“Aux Jeux de Paris, l’équitation, et surtout le concours complet, joueront gros”, Victor Levecque (2/2)

Double champion d’Europe Jeunes Cavaliers avec son fidèle Phunambule des Auges à Fontainebleau en 2018 et multimédaillé au cours de ses jeunes années, notamment deux fois paré d’or aux Européens Poneys de Millstreet en 2014 avec Qualität des Bourdons, Victor Levecque poursuit son apprentissage en Seniors. Aujourd’hui installé à Maisons-Laffitte, le Francilien de vingt-quatre ans mène de front sa carrière sportive et ses études à Science Po Paris où il prépare un Master en marketing. Cet hiver, il a récupéré Fair Lady des Broucks * FDJ, championne de France à quatre, six et sept ans avec Thomas Carlile, sur laquelle reposent ses ambitions pour Paris 2024. Dans la seconde partie de cet entretien, il évoque ses études, la sécurité en complet et le bien-être animal.
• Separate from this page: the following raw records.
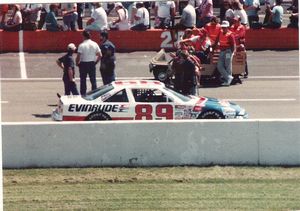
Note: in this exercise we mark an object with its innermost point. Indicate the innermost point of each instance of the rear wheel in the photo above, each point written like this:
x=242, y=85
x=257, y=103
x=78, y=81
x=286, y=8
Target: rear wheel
x=98, y=117
x=211, y=115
La première partie de cet article, parue hier, est disponible ici.

 N’est-ce pas trop compliqué de gérer à la fois ambitions olympiques et études?
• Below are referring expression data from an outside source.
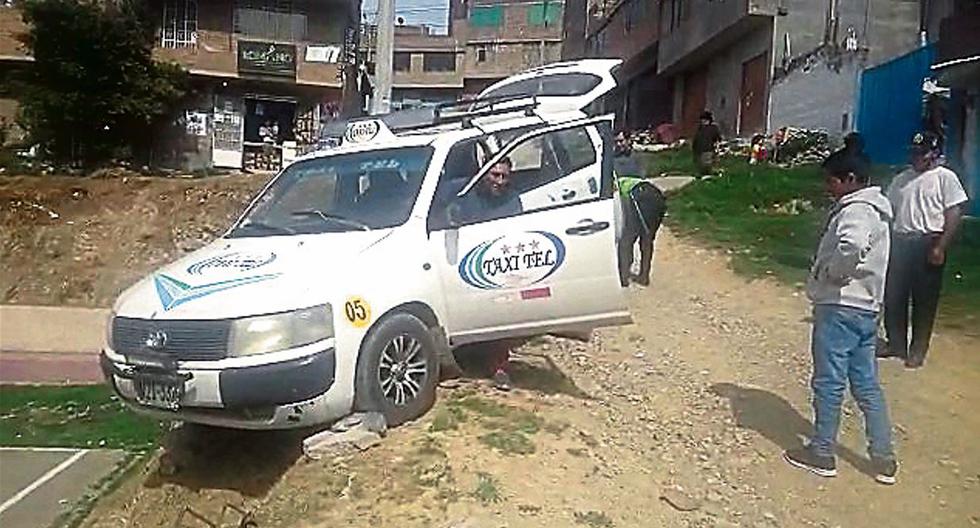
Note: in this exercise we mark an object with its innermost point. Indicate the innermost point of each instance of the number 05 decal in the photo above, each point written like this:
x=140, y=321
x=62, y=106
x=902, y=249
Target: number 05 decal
x=357, y=311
C’est une volonté de ma part de combiner les deux alors tout se passe assez bien. Cela fait partie de mon équilibre. J’adore ce que j’étudie à Science Po et personne ne m’a forcé à suivre des études. Si tel avait été le cas, cela n’aurait jamais pu fonctionner. Ce double projet est également possible grâce à l’école qui m’accompagne beaucoup et me donne toutes les chances de réussir. Je suis maintenant en Master et j’espère être diplômé l’année prochaine. Ce système me permet de monter à cheval tous les jours et, comme j’ai peu de chevaux, j’arrive à m’investir à 100% avec chacun. Je passe la moitié de ma journée sur le campus pour suivre mes cours, et l’autre aux écuries pour m’entraîner. 
 À Science Po, il existe plusieurs écoles et chacune d’elle a ses propres cursus. Je réalise, pour ma part, un Master Marketing au sein de l’école du Management de l’Impact. Normalement, ce diplôme s’effectue en deux ans mais j’ai eu la possibilité d’étaler le mien sur une troisième année, ce qui me permet de mieux répartir mes différents cours et d’alléger mon emploi du temps.
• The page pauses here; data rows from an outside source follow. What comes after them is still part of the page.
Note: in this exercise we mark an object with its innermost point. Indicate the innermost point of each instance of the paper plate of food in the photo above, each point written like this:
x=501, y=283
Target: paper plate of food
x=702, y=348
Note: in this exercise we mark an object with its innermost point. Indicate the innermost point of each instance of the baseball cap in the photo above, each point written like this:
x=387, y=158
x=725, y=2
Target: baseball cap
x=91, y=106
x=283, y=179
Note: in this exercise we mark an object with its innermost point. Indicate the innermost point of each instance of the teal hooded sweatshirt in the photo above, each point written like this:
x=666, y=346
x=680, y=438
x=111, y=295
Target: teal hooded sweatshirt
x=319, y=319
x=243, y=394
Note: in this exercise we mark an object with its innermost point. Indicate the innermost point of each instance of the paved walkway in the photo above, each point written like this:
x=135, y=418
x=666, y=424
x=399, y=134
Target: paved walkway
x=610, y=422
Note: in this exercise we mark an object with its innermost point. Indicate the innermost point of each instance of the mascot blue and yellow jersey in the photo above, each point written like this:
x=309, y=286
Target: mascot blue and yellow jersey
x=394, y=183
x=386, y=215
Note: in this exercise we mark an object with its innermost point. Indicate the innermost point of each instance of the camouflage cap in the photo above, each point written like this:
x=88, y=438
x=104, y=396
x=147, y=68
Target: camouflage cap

 Dans quelle optique suivez-vous ces études? Préparer “l’après” ou bien plutôt afin de construire un projet professionnel en parallèle de votre carrière sportive?

C’est encore assez flou, je ne suis pas en mesure de dire clairement ce que je veux faire. Ce qui est sûr, c’est que les chevaux restent ma priorité. Mon objectif serait d’arriver à concilier un projet professionnel en parallèle de mon activité sportive. Je ne sais pas encore s’il sera en lien avec la filière équestre ou non, je laisse la porte ouverte aux opportunités. Je me suis lancé dans mes études à Science Po sans avoir de projet préétabli.

Pourquoi avoir choisi d’étudier à Science Po?
Jusqu’à l’obtention de mon bac, j’ai suivi un parcours scolaire classique. Mes parents m’ont beaucoup soutenu et j’ai toujours eu des professeurs conciliants avec lesquels j’avais un marché : si les résultats suivaient et que je rattrapais les cours, je pouvais adapter mon emploi du temps pour me rendre en compétition. Une fois le baccalauréat en poche, j’aurais pu m’arrêter là, mais j’avais la possibilité et la volonté de continuer mes études. Cependant, il devenait difficile de suivre un parcours académique classique, d’autant qu’à cette époque, j’étais très présent en compétition avec Phunambule (des Auges, SF, Clown du Chesnay x Oracle), alors au sommet de sa forme. Un cursus classique aurait mis un frein au début de ma carrière. Je me suis renseigné sur les écoles proposant un parcours aménagé en région parisienne. J’ai choisi Science Po car elle me correspondait et je l’ai intégrée dans le cadre du cursus dédié aux sportifs de haut niveau. Je dispose de bons aménagements et d’un accès à un large réseau d’athlètes. J’ai pu rencontrer des sportifs de divers horizons, ce qui était très enrichissant sur le plan personnel.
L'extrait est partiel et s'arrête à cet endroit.